Читает первая детям сказки Перро.
В открытых окнах - весна и цветы кругом,
Окутан радостью маленький милый дом,
С корицей булочки, с голубикой пирог.
Вторая, дикая, волосы распустив,
Танцует, жаркая, бешено при луне...
Клубком под утро свернувшись, чает во сне,
Что та, кто дома осталась, там тоже спит...
Здесь в предпоследней строчке есть старый глагол "чает". К чайкам он не имеет никакого отношения)) а пост я хотела написать о них)) но, как обычно, вспомнила этот стих и всё пошло иначе.
Вчера я сидела у реки и наблюдала за чайкой.
Она охотилась, ныряла, ловила рыбку)
Заходила на очередной круг, пикировала вниз и снова лениво набирала высоту. Очень завораживающий процесс.
У нас тут чайки мелкие, не то что на югах)) Про тех у меня есть кусочек в "Вечности для стрекозы"
Глаза женщины устало закрываются. Она медленно, лениво поворачивается на бок. Кладёт руку на его широкую, некогда такую крепкую, красивую мужественную грудь. Под ладонью чувствует работу большого сердца. Пока Ласка слышит эти там-тамы в глубине, можно спать спокойно.
Вот она прогуливается у моря, выискивая белые, пересечённые бордовыми и коричневыми полосками, веера ракушек. Жирная белая чайка с чёрными отметинами на крыльях, важно ступая перепончатыми ногами, расхаживает неподалёку. Ласка не обращает на неё внимания, удостоив лишь беглым взглядом.
Где-то за спиной раздаётся смешок:
— Только не переселяй меня в птицу, умоляю!
Ласка оборачивается на голос.
— Эмиль! Что ты здесь делаешь? Ты ведь собирался заниматься планом сада...
— Я соскучился по тебе...
Он протягивает широкую сухую ладонь, Ласка крепко берётся за неё и ведёт мужчину вверх за собой. Подъём крут, песок осыпается, их ноги скользят. Оказавшись наверху, Эмиль и Ласка садятся на краю обрывистого берега, свесив ноги.
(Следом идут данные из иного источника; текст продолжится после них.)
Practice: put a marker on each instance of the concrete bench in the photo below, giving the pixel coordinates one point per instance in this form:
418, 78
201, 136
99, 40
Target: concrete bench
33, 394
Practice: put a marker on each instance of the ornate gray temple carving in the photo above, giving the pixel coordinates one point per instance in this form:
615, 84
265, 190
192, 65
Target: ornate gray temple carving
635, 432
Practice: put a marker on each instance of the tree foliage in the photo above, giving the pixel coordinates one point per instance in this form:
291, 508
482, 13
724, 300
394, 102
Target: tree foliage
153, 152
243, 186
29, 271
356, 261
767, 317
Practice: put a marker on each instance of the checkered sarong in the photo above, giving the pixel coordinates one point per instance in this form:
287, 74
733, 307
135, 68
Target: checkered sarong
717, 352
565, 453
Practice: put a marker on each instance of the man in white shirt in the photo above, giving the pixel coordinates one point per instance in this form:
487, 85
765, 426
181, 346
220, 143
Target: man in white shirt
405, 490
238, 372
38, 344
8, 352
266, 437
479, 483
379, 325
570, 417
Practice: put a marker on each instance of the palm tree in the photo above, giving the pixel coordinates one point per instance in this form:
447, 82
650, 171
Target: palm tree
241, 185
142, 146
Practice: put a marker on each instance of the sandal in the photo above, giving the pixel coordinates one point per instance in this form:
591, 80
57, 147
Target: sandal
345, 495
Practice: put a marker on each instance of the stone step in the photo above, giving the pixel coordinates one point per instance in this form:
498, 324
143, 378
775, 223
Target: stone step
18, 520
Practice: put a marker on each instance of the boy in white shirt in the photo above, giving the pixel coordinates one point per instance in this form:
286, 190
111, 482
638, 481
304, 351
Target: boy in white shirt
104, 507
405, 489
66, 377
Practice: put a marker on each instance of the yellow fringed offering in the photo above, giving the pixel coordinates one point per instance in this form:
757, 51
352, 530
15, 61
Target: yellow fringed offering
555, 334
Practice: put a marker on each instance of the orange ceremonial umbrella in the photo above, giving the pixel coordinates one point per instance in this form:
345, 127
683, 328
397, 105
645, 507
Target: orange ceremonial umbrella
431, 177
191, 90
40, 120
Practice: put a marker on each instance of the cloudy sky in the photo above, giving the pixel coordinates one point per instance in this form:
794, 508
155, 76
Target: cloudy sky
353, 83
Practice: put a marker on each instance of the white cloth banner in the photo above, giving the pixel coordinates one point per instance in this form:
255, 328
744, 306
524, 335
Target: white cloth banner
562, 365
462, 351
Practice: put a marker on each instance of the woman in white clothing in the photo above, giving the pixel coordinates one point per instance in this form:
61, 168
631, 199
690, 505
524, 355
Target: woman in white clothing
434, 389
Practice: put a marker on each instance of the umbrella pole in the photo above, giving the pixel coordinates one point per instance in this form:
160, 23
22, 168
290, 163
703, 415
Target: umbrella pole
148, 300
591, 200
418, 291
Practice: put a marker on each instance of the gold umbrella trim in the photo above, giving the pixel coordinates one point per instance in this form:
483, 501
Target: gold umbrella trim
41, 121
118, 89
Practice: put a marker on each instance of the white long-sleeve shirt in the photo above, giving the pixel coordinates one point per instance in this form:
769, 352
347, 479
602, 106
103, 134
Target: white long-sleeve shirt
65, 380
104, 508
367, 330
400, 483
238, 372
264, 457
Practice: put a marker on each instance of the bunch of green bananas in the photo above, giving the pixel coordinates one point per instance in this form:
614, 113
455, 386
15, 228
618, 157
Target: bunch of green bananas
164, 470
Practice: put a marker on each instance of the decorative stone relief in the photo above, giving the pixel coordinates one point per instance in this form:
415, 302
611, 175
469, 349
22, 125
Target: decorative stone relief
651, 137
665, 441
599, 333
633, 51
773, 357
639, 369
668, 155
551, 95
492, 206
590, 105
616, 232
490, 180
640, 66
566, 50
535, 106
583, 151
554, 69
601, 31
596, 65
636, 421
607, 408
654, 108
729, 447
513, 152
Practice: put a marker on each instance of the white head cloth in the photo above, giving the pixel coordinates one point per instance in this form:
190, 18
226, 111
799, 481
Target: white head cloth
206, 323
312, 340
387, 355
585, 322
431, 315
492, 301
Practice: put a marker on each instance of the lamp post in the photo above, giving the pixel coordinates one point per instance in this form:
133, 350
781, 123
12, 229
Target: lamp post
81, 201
— Ага, значит, ты не хочешь быть жирной наглой чайкой?
— Не хочу... Тебе они не нравятся.
Легко рассмеявшись, Ласка подносит к губам старческую морщинистую кисть, которую так и не выпустила из своей ладони. Целует и прислоняется к ней, нежно потёршись щекой.
— А помнишь, как ты шарахался от меня, когда я заставляла тебя мыться и ухаживать за своим телом? Кричал, что я не ведьма, а сама демоница!
Кожа вокруг глаз старика собирается в множество мелких бороздок, он тихо смеётся:
— Я очень боялся, думал, что за такие дела ждут мою несчастную душу вечные адские костры, наподобие тех, что спалили тела бедной матери и тётки. Ведь моё тело не знало мытья с самого младенчества. Нельзя было смывать святую воду, которой меня крестили. А ты не только тщательно намывала, тёрла меня щётками, но и учила умащивать тело маслами. Ох, не знаю, чего я боялся тогда больше, божьего гнева или твоего.
Двое смотрят в бесконечное высокое небо.
— Ты не покинешь меня, пока не доделаем план. Работы у нас много и...
Ласка удивлённо переводит взгляд на всхлипывающего мужчину. Эмиль отворачивается, стараясь скрыть непрошенные слёзы.
— Прости, прости, я знаю, как ты этого не любишь, — свободной рукой Эмиль утирает вдруг ставшие предательски влажными глаза.
Вот она стоит у тонкого ещё молодого сокимора. Из глаз непрерывно текут обжигающие ручьи, которые она не вытирает, а стряхивает, зло мотая головой. Светло-серая плита с короткой надписью — имя и даты — лежит в стороне. Ласка достаёт большой носовой платок и громко сморкается. Слёзы высыхают. Она сжимает кулаки и крепко зажмуривается. Успокоившись немного, протяжно выдыхает и, вытянув в сторону тяжёлой плиты руки, перемещает её на утрамбованную землю. Затем, опустившись на колени, касается дрожащими пальцами высеченных букв.
— Ты не будешь птицей, мой милый. Для этого у тебя слишком большое и доброе сердце. Где-то в нашем любимом море совсем скоро родится синий кит.